EE reduced microglial activity after CORT implants. A–C: representative images of microglial morphology in the CeA. D and E: enlarged images of an original and skeletonized microglia in the CeA. F: an overlay of generated microglial skeleton to the original fluorescent image. G: the skeletonized images were processed by using the analyze skeleton plugin. Tagged skeletonized processes were colored brown, endpoints were blue, and junctions were purple. H and I: quantification of microglial endpoints (H) and branch length (I) in the CeA after CORT implants (one-way ANOVA with Tukey’s post hoc test). Data are presented as means ± SD. Scale bars: 20 μm. CeA, central nucleus of the amygdala; CHOL, cholesterol; CORT, corticosterone; EE, environmental enrichment; SH, standard-housed.

Figure 3.

EE reduced microglia-mediated synaptic engulfment in the CeA. A–C: selected slices from z-stack images indicate PSD95-positive puncta overlapping (arrows) with Iba-1 in the CeA of animals in CHOL SH (A, A’), CORT SH (B, B’), and CORT EE (C, C’) group. Orthogonal views shown (XY, YZ, and XZ). D: quantification of PSD95-positive puncta overlapping with Iba1 immunostaining in the CeA (one-way ANOVA with Tukey’s post hoc test). Data are presented as mean ± SD. Scale bars: 20 μm. CeA, central nucleus of the amygdala; CHOL, cholesterol; CORT, corticosterone; EE, environmental enrichment; PSD95, postsynaptic density protein 95; SH, standard-housed.

Figure 4.

EE reduced microglial C1qA and ITGAM mRNA expression in the CeA. A–I: Colabeling of C1qA (A, D, and G) and ITGAM mRNA (B, E, and H) with Iba1 antibody (merged in C, F, and I) in the CeA of animals in CHOL SH (A–C), CORT SH (B–E), and CORT EE (G–I) group. J: RNAscope quantification of C1qA mRNA expression in the CeA (one-way ANOVA with Tukey’s post hoc test). K: RNAscope quantification of ITGAM mRNA in the CeA (one-way ANOVA with Tukey’s post hoc test).
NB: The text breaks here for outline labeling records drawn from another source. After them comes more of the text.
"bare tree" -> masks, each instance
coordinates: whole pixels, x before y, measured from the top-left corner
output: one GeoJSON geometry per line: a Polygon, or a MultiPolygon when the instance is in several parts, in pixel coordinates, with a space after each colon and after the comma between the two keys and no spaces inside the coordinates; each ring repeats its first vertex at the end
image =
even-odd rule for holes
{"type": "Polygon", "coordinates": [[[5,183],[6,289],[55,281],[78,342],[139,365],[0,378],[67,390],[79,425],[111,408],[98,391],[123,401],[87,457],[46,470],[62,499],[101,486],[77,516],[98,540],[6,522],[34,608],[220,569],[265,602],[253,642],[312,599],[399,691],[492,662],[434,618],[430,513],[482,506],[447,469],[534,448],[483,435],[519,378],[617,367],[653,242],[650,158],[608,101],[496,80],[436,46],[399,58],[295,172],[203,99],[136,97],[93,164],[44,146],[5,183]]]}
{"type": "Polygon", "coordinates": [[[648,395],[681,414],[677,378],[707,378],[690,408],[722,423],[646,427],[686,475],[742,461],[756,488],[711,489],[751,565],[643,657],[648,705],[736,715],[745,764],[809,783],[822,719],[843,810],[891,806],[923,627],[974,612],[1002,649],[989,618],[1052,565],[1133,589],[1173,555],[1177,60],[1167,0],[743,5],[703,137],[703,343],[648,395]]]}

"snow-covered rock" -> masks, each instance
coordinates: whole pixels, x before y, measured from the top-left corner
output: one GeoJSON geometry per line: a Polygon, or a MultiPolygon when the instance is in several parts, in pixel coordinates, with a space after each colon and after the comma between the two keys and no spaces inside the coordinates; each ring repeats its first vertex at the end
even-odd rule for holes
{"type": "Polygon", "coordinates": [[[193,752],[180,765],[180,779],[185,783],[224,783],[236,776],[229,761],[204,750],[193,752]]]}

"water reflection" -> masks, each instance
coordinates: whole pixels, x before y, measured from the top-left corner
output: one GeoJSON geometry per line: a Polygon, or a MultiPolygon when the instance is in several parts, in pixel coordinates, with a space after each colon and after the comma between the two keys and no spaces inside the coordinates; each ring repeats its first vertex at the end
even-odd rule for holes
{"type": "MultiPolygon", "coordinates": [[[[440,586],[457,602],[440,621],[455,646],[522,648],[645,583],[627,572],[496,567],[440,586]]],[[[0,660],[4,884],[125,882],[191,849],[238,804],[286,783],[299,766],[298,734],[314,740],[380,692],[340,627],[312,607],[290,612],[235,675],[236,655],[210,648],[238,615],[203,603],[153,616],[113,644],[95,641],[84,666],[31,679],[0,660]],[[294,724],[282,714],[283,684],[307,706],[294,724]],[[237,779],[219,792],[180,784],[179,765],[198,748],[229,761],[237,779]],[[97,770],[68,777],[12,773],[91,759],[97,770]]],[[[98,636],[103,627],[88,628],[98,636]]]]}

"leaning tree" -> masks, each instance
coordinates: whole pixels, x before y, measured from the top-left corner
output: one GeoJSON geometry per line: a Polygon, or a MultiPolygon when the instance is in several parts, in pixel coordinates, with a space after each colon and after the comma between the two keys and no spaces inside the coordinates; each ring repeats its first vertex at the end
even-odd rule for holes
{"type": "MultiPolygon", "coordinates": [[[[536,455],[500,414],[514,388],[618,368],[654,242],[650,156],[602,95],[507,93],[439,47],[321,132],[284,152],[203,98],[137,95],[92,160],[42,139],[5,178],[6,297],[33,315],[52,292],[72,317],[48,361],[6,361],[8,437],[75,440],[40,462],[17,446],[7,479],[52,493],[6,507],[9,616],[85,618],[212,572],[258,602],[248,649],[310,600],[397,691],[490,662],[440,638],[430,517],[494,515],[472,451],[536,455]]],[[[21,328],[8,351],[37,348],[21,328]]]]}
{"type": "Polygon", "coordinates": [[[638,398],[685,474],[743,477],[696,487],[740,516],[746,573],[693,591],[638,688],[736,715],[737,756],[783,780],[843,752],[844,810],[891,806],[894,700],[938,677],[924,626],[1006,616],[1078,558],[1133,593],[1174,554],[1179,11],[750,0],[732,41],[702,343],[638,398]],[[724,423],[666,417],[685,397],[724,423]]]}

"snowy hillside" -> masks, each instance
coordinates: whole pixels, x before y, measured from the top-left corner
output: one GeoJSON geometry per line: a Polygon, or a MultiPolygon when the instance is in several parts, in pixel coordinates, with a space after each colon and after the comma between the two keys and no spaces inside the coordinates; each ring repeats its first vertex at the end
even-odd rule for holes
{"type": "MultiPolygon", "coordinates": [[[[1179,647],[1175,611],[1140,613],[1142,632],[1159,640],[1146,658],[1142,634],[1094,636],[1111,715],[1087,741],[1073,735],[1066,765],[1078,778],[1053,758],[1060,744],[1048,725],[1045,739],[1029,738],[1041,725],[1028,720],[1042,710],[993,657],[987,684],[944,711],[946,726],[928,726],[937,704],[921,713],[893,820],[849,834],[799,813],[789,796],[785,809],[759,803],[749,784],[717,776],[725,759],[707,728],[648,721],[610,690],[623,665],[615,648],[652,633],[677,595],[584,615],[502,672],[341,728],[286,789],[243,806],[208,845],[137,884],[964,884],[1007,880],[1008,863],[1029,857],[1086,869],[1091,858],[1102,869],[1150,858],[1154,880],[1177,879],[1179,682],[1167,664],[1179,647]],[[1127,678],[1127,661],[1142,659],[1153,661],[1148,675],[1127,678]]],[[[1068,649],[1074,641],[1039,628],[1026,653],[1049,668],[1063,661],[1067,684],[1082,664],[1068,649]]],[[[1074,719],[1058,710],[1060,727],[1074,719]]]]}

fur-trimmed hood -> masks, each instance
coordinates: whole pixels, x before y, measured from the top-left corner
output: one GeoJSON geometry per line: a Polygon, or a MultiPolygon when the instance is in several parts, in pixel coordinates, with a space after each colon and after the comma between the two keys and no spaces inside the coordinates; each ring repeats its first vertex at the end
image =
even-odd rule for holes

Data are presented as means ± SD. Scale bars: 20 μm. CeA, central nucleus of the amygdala; CHOL, cholesterol; CORT, corticosterone; EE, environmental enrichment; ITGAM, integrin subunit α-M; SH, standard-housed.

Figure 5.

EE did not change complement component 3 expression in the CeA. A–D: colabeling of C3 (A) with antibody Iba1 (B) and neuronal marker NeuN (C) (merged in D) in the CeA. E–H: colabeling of C3 (E) with antibody Iba1 (F) and astrocyte marker GFAP (C) (merged in H) in the CeA. I–K: microglial C3 expression (left panels, and merged with Iba1 in right panels) in the CeA of animals in CHOL SH (I), CORT SH (J), and CORT EE (K) group. L: RNAscope quantification of C3 mRNA expression in the CeA (one-way ANOVA with Tukey’s post hoc test). Data are presented as means ± SD. Scale bars: 20 μm. CeA, central nucleus of the amygdala; CHOL, cholesterol; CORT, corticosterone; EE, environmental enrichment; SH, standard-housed.